The sinuous movement and the large wake left by a swimming Danny plug made me believe they were the perfect lure for calm waters. On days with rough water or an onshore wind, I left the Dannys at home. The plug’s shape caused it to tumble and the hooks to foul during the cast, a condition that worsened with the wind in your face. By fishing the Dannys in calm water, I caught just enough fish to let me believe I was on the right track, although I rarely caught big numbers on the plug, and I’d never landed anything of size.
One stormy night, while walking off a dark beach with a surfcaster I’d just met, I had my “a-ha” moment with the Danny plug. That night, I’d hooked a handful of stripers on needlefish and minnow plugs, but figured there just weren’t many stripers around; the other fisherman told me he’d absolutely crushed them. I had seen his light flicking on and off regularly, but was far enough away that I couldn’t see the fish. Given my own struggles at hooking fish that night, I figured he was rifling through his plug bag, as I was, trying to find a lure that would get the bass to bite.
It turned out that he’d only needed to change lures once that night. He’d started with a minnow plug, as I had, but when he noticed the bites were coming close to the beach, he switched to a Danny. Even in the strong wind, the poor-casting Danny plug reached the fish, and the big vibrations sent out by the wide-swimming metal lip got the attention of the bass in the wild surf. “The fish couldn’t resist it,” he said. “That’s why Dannys are my go-to plug for white-water.” I agreed, implying this was something I’d known for years, but in truth, I hadn’t placed a single Danny in my plug bag that night.

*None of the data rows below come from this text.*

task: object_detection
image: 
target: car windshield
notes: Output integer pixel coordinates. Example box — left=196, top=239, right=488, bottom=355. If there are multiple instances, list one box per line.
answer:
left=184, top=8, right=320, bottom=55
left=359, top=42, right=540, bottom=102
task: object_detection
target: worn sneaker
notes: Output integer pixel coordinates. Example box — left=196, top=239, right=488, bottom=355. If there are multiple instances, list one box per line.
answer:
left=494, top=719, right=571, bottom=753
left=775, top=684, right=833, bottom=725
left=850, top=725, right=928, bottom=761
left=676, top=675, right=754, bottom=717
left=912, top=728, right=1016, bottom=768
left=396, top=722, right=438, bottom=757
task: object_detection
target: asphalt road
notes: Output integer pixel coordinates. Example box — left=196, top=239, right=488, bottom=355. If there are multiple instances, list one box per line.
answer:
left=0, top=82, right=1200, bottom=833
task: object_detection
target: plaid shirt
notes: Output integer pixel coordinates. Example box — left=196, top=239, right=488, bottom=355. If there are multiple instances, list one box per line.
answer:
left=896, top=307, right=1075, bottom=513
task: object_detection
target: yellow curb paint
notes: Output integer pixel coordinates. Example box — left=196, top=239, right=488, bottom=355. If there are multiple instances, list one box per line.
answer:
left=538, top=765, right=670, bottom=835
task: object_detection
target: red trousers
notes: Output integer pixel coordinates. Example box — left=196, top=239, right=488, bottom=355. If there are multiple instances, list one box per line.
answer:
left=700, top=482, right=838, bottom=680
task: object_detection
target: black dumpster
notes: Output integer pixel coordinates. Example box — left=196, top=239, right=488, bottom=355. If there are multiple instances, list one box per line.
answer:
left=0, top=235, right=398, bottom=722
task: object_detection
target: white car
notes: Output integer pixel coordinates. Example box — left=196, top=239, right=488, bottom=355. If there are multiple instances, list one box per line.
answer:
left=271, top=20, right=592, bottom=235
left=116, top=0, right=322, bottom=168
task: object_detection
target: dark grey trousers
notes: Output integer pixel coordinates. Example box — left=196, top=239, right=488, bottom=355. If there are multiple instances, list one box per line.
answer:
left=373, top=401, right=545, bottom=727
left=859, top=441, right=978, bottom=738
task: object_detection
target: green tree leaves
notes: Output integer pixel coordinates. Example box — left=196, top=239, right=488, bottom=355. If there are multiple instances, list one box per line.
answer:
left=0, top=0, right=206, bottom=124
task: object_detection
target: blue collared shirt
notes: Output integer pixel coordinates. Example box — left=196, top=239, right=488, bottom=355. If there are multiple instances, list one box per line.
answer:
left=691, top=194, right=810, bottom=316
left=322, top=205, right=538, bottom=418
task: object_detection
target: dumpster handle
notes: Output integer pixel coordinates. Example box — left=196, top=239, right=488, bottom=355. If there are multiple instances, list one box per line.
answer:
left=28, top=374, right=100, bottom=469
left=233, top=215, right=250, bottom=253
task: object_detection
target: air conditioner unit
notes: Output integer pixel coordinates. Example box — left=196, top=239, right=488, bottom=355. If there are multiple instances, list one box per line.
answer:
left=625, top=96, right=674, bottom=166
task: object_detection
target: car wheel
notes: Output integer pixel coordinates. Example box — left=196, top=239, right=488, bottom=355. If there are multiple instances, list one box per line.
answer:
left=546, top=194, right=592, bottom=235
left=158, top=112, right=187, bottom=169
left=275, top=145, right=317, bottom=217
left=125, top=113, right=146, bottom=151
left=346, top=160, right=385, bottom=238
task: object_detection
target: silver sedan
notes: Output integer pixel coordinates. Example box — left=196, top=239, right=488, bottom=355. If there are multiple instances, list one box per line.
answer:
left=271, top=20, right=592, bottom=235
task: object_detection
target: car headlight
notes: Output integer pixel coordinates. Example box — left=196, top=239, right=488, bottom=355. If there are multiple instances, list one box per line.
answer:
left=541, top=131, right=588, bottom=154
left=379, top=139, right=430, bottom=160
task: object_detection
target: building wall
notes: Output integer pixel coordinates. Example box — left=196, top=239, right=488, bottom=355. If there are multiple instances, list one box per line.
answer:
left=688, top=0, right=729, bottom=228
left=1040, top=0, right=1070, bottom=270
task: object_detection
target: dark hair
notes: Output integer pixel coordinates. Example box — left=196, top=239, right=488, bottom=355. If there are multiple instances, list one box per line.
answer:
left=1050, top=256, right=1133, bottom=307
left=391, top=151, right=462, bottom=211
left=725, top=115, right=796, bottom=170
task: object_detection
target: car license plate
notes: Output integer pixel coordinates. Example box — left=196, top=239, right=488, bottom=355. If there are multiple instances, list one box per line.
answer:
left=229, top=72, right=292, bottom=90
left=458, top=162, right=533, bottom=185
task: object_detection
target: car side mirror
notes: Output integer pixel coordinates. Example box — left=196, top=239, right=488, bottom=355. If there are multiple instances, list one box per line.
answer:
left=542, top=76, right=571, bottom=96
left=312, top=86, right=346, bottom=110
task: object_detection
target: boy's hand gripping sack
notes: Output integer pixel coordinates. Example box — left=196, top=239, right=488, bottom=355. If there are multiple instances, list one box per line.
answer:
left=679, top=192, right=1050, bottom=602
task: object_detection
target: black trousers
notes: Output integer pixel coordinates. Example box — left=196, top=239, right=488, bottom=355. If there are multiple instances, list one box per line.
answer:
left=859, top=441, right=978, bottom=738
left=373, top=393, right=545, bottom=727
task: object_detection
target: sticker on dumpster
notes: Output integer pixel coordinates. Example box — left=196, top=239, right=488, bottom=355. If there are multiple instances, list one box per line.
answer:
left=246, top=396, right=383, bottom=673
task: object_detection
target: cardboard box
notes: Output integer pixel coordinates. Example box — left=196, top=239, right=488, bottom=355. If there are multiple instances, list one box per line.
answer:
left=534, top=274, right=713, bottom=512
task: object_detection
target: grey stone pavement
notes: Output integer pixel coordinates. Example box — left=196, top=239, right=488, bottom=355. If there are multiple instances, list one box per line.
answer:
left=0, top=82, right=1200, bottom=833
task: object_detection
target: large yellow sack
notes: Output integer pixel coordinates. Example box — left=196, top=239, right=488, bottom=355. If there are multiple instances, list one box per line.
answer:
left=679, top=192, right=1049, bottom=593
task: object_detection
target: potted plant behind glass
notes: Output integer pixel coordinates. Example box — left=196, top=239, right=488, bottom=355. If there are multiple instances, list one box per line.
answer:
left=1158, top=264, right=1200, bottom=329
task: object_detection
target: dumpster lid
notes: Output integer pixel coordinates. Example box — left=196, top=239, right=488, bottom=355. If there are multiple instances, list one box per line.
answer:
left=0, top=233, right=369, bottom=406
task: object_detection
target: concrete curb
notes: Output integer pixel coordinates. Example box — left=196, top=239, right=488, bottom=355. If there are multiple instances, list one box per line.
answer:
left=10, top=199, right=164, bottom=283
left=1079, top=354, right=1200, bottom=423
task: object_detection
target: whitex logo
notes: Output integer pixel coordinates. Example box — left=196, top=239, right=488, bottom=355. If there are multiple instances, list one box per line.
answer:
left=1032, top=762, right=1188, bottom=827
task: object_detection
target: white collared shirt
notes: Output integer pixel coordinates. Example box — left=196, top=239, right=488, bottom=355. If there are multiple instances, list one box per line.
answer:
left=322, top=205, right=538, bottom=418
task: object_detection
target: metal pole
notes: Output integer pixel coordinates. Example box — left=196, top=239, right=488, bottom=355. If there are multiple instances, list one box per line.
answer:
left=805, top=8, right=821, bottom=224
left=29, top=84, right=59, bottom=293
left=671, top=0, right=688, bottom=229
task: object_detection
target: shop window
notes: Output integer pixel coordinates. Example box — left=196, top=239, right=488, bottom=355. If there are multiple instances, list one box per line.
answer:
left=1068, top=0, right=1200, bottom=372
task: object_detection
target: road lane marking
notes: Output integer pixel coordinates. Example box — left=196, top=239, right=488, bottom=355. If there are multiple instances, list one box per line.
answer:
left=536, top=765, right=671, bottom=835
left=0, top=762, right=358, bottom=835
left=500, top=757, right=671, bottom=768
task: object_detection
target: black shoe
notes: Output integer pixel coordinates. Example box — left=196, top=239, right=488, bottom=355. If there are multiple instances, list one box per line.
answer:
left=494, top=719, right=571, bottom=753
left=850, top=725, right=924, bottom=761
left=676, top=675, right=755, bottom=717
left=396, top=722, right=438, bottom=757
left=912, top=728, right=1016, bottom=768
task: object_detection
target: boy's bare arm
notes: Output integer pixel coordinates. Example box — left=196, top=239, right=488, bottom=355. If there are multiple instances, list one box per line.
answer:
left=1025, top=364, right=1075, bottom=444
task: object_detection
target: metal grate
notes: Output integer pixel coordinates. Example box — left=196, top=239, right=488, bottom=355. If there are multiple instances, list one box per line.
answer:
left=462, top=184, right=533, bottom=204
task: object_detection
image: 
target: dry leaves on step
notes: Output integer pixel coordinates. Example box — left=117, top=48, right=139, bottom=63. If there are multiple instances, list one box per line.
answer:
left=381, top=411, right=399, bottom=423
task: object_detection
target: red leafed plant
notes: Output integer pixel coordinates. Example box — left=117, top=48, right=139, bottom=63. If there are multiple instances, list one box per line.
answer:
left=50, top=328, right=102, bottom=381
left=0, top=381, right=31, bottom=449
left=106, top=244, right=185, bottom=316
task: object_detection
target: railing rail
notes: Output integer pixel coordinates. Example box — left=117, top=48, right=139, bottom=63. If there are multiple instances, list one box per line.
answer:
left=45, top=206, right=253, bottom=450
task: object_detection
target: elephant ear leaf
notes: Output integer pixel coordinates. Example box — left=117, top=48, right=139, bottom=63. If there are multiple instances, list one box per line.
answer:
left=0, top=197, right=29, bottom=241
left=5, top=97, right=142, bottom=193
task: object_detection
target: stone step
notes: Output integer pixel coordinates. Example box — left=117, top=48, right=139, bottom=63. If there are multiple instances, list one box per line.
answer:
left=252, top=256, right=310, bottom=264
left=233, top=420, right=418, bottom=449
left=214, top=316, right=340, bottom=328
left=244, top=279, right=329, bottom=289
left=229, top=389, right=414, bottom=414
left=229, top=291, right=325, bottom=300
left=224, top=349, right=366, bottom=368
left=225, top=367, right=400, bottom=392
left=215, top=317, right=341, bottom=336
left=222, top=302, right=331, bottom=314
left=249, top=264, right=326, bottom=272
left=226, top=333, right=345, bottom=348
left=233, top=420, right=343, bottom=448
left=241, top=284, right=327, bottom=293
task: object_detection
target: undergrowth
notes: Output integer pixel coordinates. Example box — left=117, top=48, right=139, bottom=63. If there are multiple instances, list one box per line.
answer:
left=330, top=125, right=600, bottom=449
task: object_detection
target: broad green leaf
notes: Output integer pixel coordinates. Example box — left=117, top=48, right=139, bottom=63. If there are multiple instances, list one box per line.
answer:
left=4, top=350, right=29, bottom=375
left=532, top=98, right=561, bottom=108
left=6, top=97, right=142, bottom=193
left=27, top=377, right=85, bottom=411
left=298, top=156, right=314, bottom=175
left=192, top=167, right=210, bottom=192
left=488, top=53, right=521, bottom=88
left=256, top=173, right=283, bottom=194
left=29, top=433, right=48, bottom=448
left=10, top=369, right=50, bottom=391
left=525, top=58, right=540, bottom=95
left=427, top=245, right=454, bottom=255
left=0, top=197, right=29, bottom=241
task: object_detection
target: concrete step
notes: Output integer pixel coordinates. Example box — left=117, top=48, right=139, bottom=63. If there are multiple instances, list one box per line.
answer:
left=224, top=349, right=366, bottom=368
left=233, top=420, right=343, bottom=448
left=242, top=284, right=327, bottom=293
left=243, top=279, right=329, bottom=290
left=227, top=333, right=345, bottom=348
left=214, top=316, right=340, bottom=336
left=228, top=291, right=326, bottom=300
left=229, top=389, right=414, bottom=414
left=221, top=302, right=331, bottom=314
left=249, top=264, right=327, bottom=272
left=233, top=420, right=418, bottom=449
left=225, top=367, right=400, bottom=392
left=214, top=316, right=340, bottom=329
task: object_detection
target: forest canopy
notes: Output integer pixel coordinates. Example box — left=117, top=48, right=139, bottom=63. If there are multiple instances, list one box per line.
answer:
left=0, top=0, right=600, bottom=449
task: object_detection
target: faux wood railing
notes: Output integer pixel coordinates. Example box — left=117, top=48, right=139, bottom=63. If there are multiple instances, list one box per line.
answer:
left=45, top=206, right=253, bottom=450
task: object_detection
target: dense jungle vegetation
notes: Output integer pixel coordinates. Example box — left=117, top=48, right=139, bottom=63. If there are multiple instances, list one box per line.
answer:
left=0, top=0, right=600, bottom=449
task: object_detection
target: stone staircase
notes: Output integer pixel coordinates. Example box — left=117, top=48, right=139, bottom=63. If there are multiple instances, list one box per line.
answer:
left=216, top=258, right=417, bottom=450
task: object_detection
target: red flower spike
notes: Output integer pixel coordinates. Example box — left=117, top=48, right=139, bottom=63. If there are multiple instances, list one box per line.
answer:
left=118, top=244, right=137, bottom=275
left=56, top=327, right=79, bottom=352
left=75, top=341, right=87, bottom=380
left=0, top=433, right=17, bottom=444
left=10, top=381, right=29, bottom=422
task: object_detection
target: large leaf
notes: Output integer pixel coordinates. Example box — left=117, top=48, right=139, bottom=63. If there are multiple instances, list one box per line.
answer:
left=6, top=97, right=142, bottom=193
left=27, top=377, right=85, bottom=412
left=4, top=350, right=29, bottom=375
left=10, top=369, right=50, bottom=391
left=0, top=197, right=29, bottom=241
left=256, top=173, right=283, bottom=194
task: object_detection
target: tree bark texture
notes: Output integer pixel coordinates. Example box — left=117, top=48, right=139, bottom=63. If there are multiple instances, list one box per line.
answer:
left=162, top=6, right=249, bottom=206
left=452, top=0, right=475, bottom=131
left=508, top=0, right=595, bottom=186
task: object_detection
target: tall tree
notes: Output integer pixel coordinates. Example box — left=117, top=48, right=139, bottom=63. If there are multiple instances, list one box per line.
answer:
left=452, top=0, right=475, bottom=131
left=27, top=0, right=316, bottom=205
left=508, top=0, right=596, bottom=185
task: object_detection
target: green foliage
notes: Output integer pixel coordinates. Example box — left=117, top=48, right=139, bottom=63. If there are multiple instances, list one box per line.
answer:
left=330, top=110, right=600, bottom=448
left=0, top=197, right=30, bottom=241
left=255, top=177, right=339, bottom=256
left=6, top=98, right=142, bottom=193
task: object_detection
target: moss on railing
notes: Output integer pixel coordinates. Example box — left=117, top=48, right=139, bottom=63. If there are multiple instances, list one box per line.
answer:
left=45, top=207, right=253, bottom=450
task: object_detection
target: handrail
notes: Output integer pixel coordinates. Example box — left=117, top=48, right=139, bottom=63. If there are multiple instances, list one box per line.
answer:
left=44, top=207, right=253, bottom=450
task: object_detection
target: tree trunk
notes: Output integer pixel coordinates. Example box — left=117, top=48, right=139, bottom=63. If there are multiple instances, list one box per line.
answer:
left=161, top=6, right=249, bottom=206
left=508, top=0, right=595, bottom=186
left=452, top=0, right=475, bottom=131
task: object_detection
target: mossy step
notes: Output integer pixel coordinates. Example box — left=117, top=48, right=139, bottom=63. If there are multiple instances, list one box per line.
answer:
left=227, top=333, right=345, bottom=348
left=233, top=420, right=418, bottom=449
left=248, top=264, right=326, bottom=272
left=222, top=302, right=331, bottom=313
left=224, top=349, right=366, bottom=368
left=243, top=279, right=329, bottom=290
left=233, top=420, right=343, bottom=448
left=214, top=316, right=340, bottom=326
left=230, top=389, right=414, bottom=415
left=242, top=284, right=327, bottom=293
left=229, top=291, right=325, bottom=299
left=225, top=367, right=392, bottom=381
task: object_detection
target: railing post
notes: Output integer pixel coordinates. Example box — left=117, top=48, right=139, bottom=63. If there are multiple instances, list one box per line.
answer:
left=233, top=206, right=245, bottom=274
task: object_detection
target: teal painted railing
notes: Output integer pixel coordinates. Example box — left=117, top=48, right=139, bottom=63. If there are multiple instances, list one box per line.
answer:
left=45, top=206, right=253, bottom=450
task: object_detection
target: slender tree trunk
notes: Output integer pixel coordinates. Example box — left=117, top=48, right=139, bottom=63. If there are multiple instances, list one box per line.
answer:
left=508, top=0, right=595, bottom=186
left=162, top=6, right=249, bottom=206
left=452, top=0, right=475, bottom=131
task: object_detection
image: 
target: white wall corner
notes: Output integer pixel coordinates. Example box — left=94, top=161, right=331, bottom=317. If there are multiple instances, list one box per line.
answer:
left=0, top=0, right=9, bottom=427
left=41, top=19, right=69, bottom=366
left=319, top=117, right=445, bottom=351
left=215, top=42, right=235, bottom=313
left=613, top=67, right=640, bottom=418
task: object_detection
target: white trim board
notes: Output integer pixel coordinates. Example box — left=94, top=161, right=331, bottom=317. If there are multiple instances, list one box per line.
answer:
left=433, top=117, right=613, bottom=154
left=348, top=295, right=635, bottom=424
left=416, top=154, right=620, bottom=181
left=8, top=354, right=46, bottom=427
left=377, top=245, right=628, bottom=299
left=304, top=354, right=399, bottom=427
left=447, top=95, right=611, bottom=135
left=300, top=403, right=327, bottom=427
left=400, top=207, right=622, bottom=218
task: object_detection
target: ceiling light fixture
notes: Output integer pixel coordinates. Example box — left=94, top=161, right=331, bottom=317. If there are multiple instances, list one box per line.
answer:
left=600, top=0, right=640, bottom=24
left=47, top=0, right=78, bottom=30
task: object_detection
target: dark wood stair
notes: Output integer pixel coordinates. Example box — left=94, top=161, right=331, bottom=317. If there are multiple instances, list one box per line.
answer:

Danny plugs are named for their creator, Long Island luremaker, Danny Pichney. Pichney designed this metal-lip plug with a flat face and a wide body that bellied out in the middle before tapering to a slightly slimmer tail. As a result, the Danny swims on the surface, pivoting on its fat belly, causing the tail section to wag side-to-side, an action exaggerated by a dressed Siwash hook or a hookless flag.
Like most metal lips, Danny plugs can be “tuned” to adjust their action. By bending the line tie (never the lip itself), you can adjust the depth at which the lure swims. Bending the line tie up will force the nose of the plug down during the retrieve, causing it to swim deeper. Bending the line tie down will have the opposite effect. Dannys will catch fish while swimming subsurface, but these lures are at their best as a surface swimmer. When I tune them, I am generally bending the eye down in varying degrees until I find an action I like.
Many Danny plugs roll side to side during the retrieve, and for that reason, some fishermen prefer Dannys that don’t have eyes added or painted on, out of concern that an eye bobbing up and down will tip off the stripers that it’s a fake.
My first opportunity to fish Dannys in the white water came a week later. On a sandy beach, fishing alongside my friend Dave, I caught a baker’s dozen on Dannys while Dave struck out on needles and minnows. I remembered the 13-0 score—and occasionally remind Dave—because with a fishing buddy like him, that kind of outfishing doesn’t happen often. It also stuck with me because that night proved just how effective the Danny plug can be in big water, when the bass are close. On most nights when the surf is up, needles may reign supreme, but you’ll never again find me on a storm-battered beach without a selection of Danny Plugs.
Though you’d have to pay top dollar for an original Pichney Danny Plug today, a number of modern plug builders make excellent Dannys that will catch fish in big surf and calm backwaters.